Smile and Wave, Boys, Smile and Wave

Priceless. Face recognition, name recognition, brand recognition. It’s more than the ad in the newspaper with your face in it. It’s more than the oversized, glossy postcard with your name, face, and website address on it. It’s more than the long tail search about your town’s weekly farmers market that caused him to trip over your blog. It’s that, plus that, plus that, plus a million other little things that you can’t measure.
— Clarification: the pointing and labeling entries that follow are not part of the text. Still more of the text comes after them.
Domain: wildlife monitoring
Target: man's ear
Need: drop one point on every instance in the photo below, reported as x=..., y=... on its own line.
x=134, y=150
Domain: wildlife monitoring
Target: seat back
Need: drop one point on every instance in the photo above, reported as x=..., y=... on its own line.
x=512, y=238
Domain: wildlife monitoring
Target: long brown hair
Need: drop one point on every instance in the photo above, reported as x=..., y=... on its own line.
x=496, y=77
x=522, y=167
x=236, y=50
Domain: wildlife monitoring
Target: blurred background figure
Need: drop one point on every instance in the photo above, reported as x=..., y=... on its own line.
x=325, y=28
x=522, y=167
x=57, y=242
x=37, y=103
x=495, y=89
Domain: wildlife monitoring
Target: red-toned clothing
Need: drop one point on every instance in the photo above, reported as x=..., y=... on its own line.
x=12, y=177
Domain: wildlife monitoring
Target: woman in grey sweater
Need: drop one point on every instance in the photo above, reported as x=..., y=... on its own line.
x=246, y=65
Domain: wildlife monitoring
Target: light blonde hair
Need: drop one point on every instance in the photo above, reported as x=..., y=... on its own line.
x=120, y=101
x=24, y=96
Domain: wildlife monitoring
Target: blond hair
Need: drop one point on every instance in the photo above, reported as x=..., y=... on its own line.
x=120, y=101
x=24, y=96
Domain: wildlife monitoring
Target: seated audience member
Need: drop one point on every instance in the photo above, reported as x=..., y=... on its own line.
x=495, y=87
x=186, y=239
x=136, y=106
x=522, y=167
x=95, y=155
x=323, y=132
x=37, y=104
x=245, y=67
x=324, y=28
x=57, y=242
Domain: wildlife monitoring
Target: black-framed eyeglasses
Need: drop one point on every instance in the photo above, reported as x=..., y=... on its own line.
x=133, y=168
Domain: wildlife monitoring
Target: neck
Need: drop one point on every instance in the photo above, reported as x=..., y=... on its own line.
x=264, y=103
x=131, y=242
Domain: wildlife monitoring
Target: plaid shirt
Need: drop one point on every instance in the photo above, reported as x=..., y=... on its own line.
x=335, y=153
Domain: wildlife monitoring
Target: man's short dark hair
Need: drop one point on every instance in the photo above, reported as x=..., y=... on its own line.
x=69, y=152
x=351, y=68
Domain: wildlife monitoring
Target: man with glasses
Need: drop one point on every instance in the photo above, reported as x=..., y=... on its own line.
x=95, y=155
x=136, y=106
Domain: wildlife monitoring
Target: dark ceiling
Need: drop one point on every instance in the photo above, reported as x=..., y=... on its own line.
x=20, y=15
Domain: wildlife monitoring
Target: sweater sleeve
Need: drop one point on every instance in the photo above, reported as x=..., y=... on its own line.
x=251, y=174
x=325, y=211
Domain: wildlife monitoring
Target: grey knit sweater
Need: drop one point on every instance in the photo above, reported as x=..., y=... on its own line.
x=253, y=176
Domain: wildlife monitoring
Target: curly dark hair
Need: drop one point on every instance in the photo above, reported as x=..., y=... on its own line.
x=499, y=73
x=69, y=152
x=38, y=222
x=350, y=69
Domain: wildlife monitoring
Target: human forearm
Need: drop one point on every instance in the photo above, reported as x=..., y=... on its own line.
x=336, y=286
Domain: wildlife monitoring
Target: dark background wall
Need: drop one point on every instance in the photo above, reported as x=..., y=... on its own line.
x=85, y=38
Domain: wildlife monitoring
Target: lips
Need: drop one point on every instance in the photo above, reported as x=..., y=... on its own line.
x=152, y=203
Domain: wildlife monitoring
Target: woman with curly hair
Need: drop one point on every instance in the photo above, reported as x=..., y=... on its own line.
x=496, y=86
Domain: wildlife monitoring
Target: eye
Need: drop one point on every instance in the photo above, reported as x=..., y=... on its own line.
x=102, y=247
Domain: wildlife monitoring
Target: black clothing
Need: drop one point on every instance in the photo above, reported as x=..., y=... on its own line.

Like a Choreographed Dance

That’s the most infuriating thing about good public relations and marketing: it’s non-quantifiable at best. You can’t put your finger exactly on what is going to stick in a consumer’s mind. Frequently it takes a ton of little things, which is why the “don’t put all your eggs in one basket” theory particularly applies. I’ll be the first person to tell you (and back it up with actual transactions) that internet marketing is a very profitable way to brig in clients. I’ll also point out that my website traffic typically doubles the day after I run a color ad in the local paper. And, that I have great success getting people to register on my static website using postcard mailers with individual registration codes. The quarterly market update letters I send out also include an invitation to visit and participate in my blog.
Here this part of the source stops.